CISO liability under the spotlight
In late 2023, newly adopted regulations such as the SEC rules on Cybersecurity Risk Management, Strategy, Governance, and Incident Disclosure by Public Companies as well as other headlines have put an increased focus on corporate accountability for data breaches, raising an increased concern of CISO liability.
To reduce this risk, 38% of Fastly research respondents have promised “increased scrutiny of security disclosure documentation from supervisory agencies” while 38% have improved legal support for cybersecurity staff, including liability insurance, and corporations have allocated more resources to security in the past year.
“It’s encouraging to see the vast majority of companies making changes to liability disclosure given the inevitability of another worldwide outage that will put CISO accountability back into the spotlight. However, while investing in legal protection is an important step, this change is often more about shielding organizations from legal risk rather than fostering meaningful accountability to drive better security practices,” says Fastly CISO, Marshall Erwin.
“Proper accountability requires moving beyond liability insurance and disclosure edits. For meaningful change, we need to view accountability as a positive force to incentivize better security. For that, we need better, clearer standards from regulators and enforcers that distinguish between unavoidable incidents and avoidable ones resulting from truly deficient security practices,” added Erwin.
Organizations struggle with cybersecurity incidents accountability
Research also found that 46% of organizations are unclear about who holds ultimate responsibility for cybersecurity incidents whilst only 36% have clearly delineated roles and responsibilities within their teams.
“CISOs do not make the final call on every decision. When it comes to security risks, the question a board should be asking is, ‘Are we aligning the budget to address the risks the CISO has communicated to us?’ This is where accountability should start – at the senior leadership level, with clear communication and alignment of resources,” concluded Erwin.
This responsibility doesn’t just fall on one person – it requires clear communication at every level of the organization to understand how and why cybersecurity risks should be mitigated and how efforts should be aligned to reduce exposure.
Cyber recovery takes longer than expected
Organizations are not as good at recovering from cyber incidents as they think. On average, they expect recovery to take 5.85 months. In practice, it takes around 25% longer, at 7.34 months. Recovery times rise as cybersecurity investment falls. Companies that plan to spend less during the coming year expect recovery to take over 8 months.
Almost no companies are untouched by cyber incidents. On average, they have suffered almost 40 known cyber incidents in the last year, and fewer than one in ten have experienced none. US organizations have seen the most – on average one incident per week. Larger organizations have fared even worse, with 64 incidents a year on average, reflecting their high attack surface.

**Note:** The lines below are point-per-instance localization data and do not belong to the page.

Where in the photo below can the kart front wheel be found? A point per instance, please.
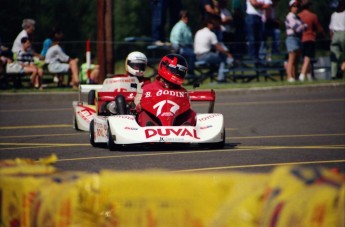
(75, 123)
(91, 133)
(111, 144)
(91, 97)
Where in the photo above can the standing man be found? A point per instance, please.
(255, 25)
(205, 41)
(308, 38)
(181, 38)
(28, 26)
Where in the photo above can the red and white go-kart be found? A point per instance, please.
(114, 122)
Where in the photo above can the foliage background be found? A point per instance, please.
(78, 20)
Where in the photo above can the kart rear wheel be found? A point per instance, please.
(219, 145)
(75, 123)
(91, 133)
(91, 97)
(111, 145)
(121, 108)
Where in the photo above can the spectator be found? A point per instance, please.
(181, 38)
(55, 32)
(226, 20)
(93, 78)
(255, 26)
(271, 29)
(294, 28)
(25, 64)
(238, 45)
(210, 8)
(171, 72)
(6, 56)
(337, 32)
(159, 13)
(205, 41)
(136, 63)
(59, 62)
(308, 38)
(28, 26)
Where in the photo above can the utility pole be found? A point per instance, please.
(105, 38)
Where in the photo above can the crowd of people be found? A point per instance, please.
(212, 43)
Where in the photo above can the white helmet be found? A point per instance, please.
(136, 63)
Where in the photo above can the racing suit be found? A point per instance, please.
(147, 119)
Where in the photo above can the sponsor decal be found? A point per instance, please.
(165, 132)
(100, 130)
(206, 127)
(127, 80)
(170, 140)
(85, 114)
(159, 106)
(130, 128)
(128, 117)
(161, 92)
(208, 117)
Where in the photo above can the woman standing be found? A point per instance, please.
(294, 28)
(337, 30)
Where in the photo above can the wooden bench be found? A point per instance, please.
(17, 80)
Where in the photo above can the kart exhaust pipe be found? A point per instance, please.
(120, 105)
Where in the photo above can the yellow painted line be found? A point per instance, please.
(35, 110)
(46, 144)
(36, 126)
(279, 102)
(176, 153)
(259, 165)
(42, 135)
(285, 136)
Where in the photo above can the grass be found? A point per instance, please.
(205, 85)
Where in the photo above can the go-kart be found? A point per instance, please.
(121, 130)
(84, 112)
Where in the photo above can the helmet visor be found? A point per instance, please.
(177, 70)
(137, 66)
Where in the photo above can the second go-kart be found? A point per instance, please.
(122, 130)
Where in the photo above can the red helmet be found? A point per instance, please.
(173, 68)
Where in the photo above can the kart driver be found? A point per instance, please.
(136, 63)
(171, 72)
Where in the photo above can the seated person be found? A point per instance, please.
(136, 63)
(181, 39)
(25, 64)
(171, 72)
(59, 62)
(205, 41)
(135, 67)
(93, 78)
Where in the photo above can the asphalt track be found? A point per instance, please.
(265, 128)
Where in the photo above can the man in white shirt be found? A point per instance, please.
(255, 25)
(59, 62)
(205, 41)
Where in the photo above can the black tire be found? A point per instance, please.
(219, 145)
(91, 97)
(111, 145)
(91, 133)
(121, 108)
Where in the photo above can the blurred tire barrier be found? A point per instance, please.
(34, 193)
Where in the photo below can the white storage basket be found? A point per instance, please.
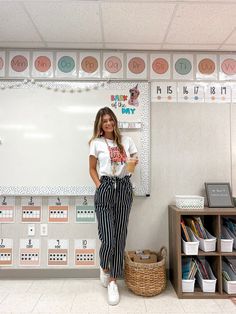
(207, 245)
(226, 241)
(190, 248)
(207, 285)
(229, 285)
(189, 201)
(188, 285)
(231, 234)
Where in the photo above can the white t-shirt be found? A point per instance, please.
(99, 149)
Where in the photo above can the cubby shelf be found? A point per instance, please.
(212, 219)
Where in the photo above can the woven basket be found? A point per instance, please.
(146, 279)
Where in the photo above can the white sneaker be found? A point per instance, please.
(113, 293)
(104, 278)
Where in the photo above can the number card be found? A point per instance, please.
(164, 92)
(85, 252)
(58, 210)
(31, 209)
(58, 251)
(217, 93)
(6, 252)
(2, 63)
(85, 213)
(29, 252)
(190, 92)
(7, 209)
(233, 92)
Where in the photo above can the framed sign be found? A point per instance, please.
(219, 195)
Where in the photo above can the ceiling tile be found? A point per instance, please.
(15, 25)
(228, 48)
(22, 44)
(202, 23)
(130, 46)
(190, 47)
(135, 22)
(78, 45)
(67, 21)
(232, 38)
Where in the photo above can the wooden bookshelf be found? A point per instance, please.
(212, 221)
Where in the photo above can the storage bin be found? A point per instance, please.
(207, 285)
(146, 279)
(227, 241)
(188, 285)
(229, 285)
(190, 248)
(231, 234)
(207, 245)
(189, 201)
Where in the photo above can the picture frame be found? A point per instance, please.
(219, 194)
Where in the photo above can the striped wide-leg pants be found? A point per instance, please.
(113, 200)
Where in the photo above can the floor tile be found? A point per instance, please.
(46, 286)
(55, 302)
(21, 302)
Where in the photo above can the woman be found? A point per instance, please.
(113, 197)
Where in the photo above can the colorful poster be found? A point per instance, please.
(217, 93)
(66, 64)
(31, 209)
(190, 92)
(58, 252)
(42, 64)
(89, 64)
(207, 68)
(19, 64)
(164, 92)
(136, 66)
(29, 252)
(58, 209)
(183, 66)
(6, 252)
(7, 209)
(2, 63)
(113, 65)
(160, 66)
(233, 92)
(227, 69)
(85, 252)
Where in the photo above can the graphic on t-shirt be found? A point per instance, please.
(116, 155)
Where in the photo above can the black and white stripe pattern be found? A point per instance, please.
(113, 200)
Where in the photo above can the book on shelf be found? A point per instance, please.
(200, 227)
(184, 232)
(189, 268)
(190, 223)
(193, 270)
(231, 266)
(226, 275)
(186, 266)
(230, 224)
(202, 269)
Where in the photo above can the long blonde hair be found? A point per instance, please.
(98, 131)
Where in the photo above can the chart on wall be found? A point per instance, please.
(45, 129)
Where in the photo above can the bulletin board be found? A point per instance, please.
(45, 128)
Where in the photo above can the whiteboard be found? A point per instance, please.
(45, 129)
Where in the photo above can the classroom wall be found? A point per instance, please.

Plenty of threats stem from simple mistakes. Misconfigured IT assets have caused problems for 25% of respondents. Other problems include software bugs (33%). However, the patches and other IT changes to stop them often don’t come quickly enough, causing security problems for 18% of companies.
Skills are a big stumbling block in cybersecurity, with 30% of respondents citing a lack of skills to counter modern security threats as a challenge. 47% haven’t invested enough in cybersecurity talent through new hires and wage increases. Training and talent acquisition is the top priority in the coming year, at 28%.